Coder Social home page Coder Social logo

Comments (11)

akoumjian avatar akoumjian commented on July 27, 2024

This will be a tricky one, thinking on it!

from datefinder.

ranchodeluxe avatar ranchodeluxe commented on July 27, 2024

@akoumjian: when you get a chance checkout my fix for this issue in my dev branch: 31d3da7

This solution does not deal with returning date ranges, which is one possible meaning of parsing date strings like this. The general idea, using i am looking for dates on 01/01/2013 to 02/01/2016 as an example, is that every match will go through this workflow:

  1. first pass on DateFinder.extract_dates to match smaller tokens >> on 01/01/2013 to 02/01/2016
  2. DateParser._find_and_replace substitutes REPLACEMENT keywords with a special character >> $ 01/01/2013 $ 02/01/2016
  3. second pass with DateFinder.extract_dates and add results to a lazy_stack so we don't change the meaning or functionality of existing generators >> [ '01/01/2013', '02/01/2016' ]

from datefinder.

akoumjian avatar akoumjian commented on July 27, 2024

I agree that we don't want to return any sense of 'ranges', that we just want the individual dates. Your solution appears to work, but as your commit message predicts, I do not love the multiple pass approach. :-P

Something to consider is that including to in the list of extra tokens, along with tokens like due are there purely for extra functionality I wanted in my original use case. The idea was to produce a little extra context about where we are capturing the datetime strings. That way, if you do source=True, you can do further analysis on the source string to determine which of the dates you are getting back is likely the one you are looking for.
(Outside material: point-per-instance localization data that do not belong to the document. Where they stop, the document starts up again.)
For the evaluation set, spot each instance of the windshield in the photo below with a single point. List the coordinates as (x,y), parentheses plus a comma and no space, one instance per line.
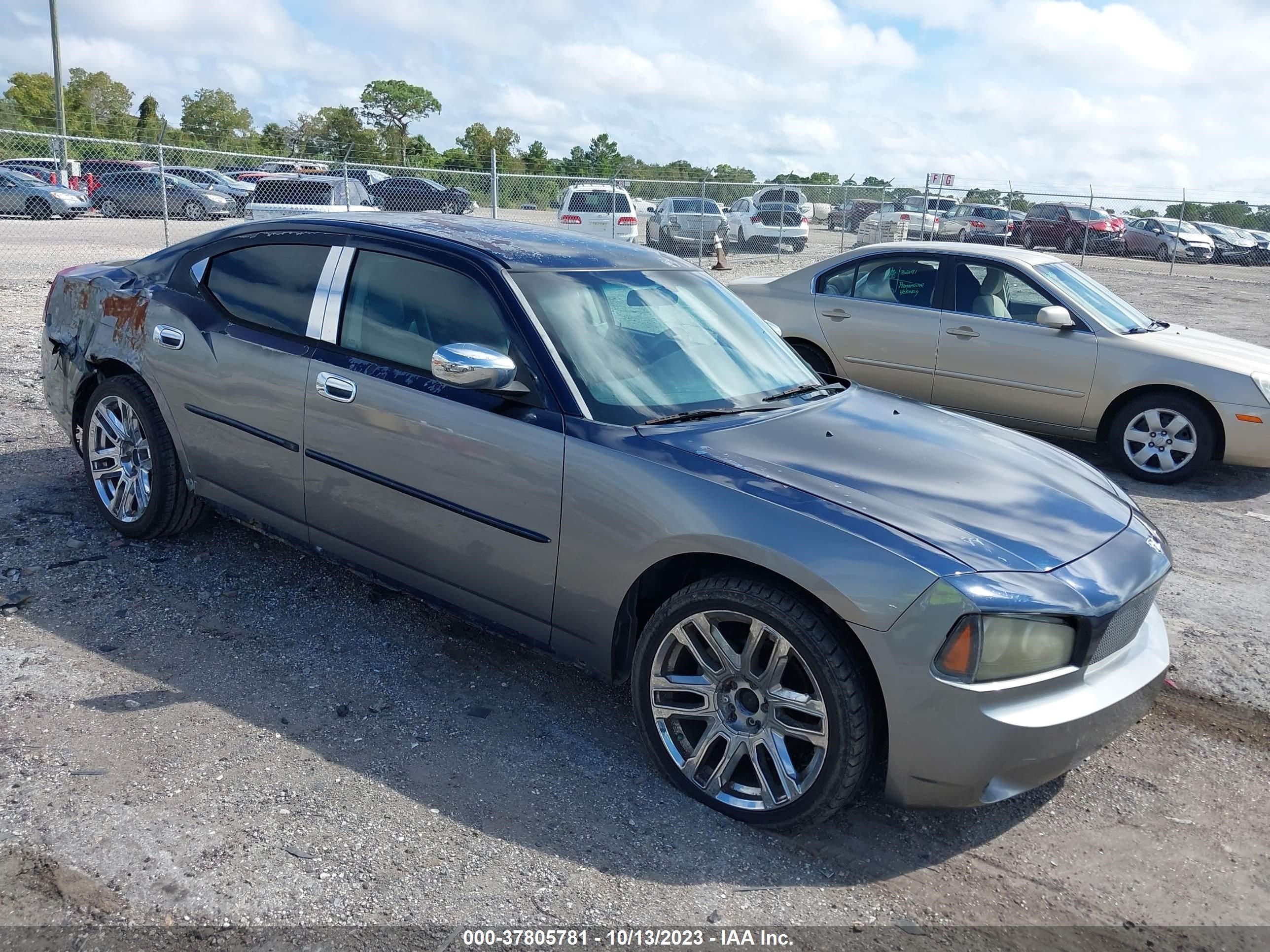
(1095,299)
(1086,214)
(648,344)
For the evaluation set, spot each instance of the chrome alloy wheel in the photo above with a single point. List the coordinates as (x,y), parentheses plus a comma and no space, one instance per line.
(738,710)
(1160,441)
(118,455)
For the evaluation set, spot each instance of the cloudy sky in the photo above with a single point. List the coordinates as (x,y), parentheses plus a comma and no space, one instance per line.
(1151,96)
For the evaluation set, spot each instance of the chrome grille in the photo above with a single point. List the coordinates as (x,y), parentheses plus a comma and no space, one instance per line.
(1125,624)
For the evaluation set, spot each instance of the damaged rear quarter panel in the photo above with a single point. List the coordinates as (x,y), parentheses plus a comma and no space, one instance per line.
(97,314)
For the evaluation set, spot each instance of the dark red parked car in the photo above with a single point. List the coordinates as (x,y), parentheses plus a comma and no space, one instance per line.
(1062,225)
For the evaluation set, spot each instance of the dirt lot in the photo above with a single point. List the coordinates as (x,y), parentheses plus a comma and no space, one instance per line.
(220,729)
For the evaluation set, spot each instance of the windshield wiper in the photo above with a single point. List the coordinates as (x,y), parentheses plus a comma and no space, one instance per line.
(704,414)
(801,389)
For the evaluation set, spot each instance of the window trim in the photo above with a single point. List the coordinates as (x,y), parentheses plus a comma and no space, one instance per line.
(951,296)
(936,294)
(206,257)
(540,394)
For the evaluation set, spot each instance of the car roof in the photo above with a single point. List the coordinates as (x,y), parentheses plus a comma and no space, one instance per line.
(515,245)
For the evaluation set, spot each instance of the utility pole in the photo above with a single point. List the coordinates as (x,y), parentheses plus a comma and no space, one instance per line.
(63,178)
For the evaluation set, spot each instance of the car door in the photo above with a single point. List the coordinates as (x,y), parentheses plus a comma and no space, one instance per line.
(230,354)
(995,360)
(454,493)
(881,318)
(12,197)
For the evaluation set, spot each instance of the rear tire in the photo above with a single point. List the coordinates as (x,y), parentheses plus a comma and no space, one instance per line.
(144,446)
(1163,437)
(755,714)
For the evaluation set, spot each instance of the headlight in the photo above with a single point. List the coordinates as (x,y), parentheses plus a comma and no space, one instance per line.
(1263,381)
(984,648)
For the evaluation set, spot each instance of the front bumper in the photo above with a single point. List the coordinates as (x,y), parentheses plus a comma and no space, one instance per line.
(1247,443)
(959,746)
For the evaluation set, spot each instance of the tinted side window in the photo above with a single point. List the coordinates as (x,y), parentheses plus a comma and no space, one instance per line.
(996,292)
(839,282)
(268,285)
(902,281)
(403,310)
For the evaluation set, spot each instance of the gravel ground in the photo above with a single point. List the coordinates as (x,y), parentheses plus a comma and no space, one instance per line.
(220,729)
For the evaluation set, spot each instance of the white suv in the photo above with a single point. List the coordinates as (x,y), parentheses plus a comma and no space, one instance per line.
(599,210)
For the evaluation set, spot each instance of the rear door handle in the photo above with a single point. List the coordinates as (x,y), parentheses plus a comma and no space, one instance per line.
(337,389)
(169,337)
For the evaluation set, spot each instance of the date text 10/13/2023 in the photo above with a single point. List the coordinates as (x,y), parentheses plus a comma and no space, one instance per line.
(623,938)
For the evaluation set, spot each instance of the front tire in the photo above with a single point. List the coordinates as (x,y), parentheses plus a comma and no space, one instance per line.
(748,701)
(1163,437)
(131,464)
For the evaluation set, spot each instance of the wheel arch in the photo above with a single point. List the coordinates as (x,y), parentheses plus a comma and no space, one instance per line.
(661,580)
(1116,407)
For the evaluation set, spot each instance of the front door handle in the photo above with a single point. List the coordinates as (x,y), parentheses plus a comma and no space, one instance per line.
(169,337)
(337,389)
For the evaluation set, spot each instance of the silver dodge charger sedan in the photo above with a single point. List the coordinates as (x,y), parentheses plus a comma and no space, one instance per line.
(598,450)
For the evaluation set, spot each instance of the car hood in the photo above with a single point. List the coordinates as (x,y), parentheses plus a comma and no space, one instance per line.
(989,497)
(1207,348)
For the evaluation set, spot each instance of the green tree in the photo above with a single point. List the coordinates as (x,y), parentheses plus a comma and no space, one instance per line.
(212,116)
(536,159)
(98,103)
(733,173)
(31,96)
(603,157)
(987,196)
(478,142)
(391,106)
(148,121)
(274,139)
(338,129)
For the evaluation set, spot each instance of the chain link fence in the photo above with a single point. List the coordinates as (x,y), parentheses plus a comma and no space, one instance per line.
(68,201)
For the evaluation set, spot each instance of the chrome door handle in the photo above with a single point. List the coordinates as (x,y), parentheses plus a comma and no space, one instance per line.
(337,389)
(169,337)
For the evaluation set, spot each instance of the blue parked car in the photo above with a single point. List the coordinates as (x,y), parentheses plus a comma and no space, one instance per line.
(600,451)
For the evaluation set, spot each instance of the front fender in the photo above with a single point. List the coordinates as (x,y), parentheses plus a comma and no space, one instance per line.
(630,503)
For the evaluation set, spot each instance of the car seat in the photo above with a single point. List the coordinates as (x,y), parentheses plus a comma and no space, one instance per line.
(992,300)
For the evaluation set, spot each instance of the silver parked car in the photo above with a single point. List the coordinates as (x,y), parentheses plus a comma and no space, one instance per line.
(26,195)
(989,224)
(1231,245)
(1028,340)
(599,450)
(684,223)
(1159,238)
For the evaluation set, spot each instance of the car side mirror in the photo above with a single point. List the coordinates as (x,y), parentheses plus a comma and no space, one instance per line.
(475,367)
(1055,316)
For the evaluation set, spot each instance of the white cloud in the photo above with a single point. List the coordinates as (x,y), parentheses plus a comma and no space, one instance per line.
(1156,93)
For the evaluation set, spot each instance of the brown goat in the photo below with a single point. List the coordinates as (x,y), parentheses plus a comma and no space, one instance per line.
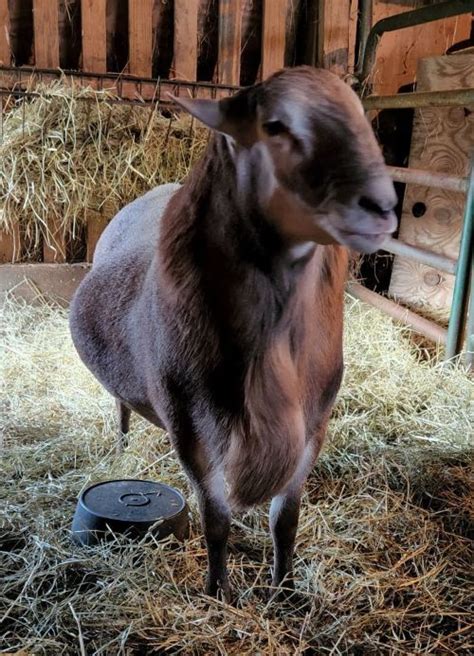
(215,309)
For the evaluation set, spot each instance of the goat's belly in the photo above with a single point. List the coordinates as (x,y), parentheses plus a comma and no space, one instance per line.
(101,322)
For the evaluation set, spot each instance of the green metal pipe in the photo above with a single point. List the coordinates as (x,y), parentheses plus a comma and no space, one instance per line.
(470,326)
(453,98)
(364,27)
(461,284)
(441,262)
(408,19)
(398,312)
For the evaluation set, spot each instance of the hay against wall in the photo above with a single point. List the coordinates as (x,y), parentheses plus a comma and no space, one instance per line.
(72,148)
(384,559)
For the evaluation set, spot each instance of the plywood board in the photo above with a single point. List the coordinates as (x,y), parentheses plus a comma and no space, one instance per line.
(140,34)
(94,36)
(185,39)
(333,36)
(398,52)
(442,141)
(273,35)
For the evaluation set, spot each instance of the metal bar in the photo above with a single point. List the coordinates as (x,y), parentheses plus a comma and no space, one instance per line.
(470,326)
(452,98)
(409,19)
(461,284)
(399,313)
(398,247)
(427,178)
(365,25)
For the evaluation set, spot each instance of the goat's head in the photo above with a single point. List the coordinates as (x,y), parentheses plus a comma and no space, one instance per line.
(302,138)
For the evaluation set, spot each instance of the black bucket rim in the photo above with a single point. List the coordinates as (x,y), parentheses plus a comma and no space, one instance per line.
(148,522)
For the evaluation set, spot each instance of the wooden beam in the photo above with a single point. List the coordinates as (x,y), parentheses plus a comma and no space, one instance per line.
(185,39)
(230,25)
(334,35)
(46,27)
(5,52)
(55,250)
(96,223)
(273,35)
(140,32)
(94,36)
(10,245)
(398,52)
(34,282)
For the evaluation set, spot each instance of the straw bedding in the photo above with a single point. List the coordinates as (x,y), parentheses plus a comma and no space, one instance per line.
(71,149)
(384,550)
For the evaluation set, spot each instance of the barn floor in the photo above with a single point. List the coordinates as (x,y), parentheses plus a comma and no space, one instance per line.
(383,555)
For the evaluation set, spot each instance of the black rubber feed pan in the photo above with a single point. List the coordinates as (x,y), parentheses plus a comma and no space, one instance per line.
(131,507)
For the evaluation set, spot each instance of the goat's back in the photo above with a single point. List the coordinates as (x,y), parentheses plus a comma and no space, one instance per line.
(133,232)
(107,311)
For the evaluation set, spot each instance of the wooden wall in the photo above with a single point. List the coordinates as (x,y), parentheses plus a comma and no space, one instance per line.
(229,42)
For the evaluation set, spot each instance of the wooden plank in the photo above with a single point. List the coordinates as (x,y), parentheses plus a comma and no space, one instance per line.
(230,30)
(46,27)
(33,282)
(441,142)
(124,86)
(5,52)
(185,39)
(333,38)
(94,36)
(273,35)
(10,245)
(398,52)
(140,31)
(96,224)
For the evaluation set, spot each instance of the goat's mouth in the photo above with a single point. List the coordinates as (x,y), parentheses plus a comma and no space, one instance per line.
(362,231)
(364,242)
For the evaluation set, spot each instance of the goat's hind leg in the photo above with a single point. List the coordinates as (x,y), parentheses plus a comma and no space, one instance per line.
(123,426)
(208,482)
(284,516)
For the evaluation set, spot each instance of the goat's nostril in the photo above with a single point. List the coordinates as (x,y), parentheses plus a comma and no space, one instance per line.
(370,205)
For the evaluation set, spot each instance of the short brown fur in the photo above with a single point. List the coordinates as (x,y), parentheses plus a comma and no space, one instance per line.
(215,310)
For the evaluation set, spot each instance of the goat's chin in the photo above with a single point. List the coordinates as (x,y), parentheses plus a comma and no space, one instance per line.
(363,243)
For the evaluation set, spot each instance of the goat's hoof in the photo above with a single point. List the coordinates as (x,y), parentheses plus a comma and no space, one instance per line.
(219,589)
(281,591)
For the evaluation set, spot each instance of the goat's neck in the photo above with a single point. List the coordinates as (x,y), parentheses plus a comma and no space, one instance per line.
(217,246)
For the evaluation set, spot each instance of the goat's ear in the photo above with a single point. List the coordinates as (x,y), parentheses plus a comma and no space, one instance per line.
(229,115)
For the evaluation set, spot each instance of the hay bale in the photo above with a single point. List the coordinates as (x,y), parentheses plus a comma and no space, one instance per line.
(384,554)
(71,149)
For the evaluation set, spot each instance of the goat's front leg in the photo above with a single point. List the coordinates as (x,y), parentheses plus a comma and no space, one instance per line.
(215,514)
(284,515)
(123,413)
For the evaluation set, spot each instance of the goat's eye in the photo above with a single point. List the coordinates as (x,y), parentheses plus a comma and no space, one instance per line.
(274,128)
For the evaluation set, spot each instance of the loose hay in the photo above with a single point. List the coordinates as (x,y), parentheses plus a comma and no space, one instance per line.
(384,555)
(72,149)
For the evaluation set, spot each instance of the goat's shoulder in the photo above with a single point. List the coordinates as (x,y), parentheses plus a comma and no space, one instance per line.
(134,231)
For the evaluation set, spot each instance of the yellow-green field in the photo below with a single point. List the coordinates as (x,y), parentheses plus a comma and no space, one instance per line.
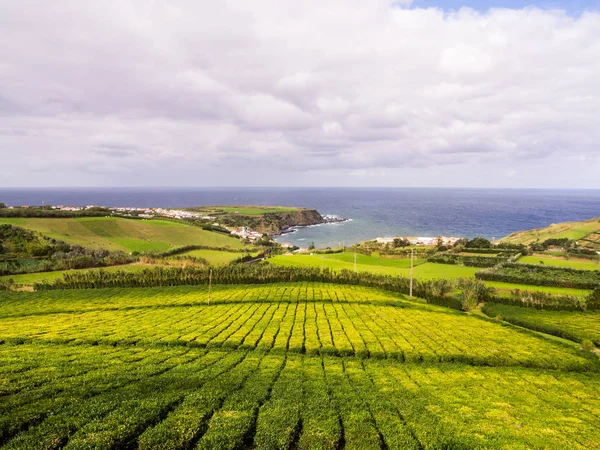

One alternative would be allowing the user to pass in an EXTRA_TOKENS list. That way if it breaks things like with to in this date range example, it's just on the user and not on the package.

from datefinder.

ranchodeluxe avatar ranchodeluxe commented on July 27, 2024

I agree, two passes feels odd. I was never totally sold on it. Out of that hack I just liked the whole idea of keeping the solution lazy and open to retries by pushing the work back on the stack.

At first I liked the idea of the user passing EXTRA_TOKENS. But then that's more for them to think about and it really asks them to know something about how this tool works, which feels gross.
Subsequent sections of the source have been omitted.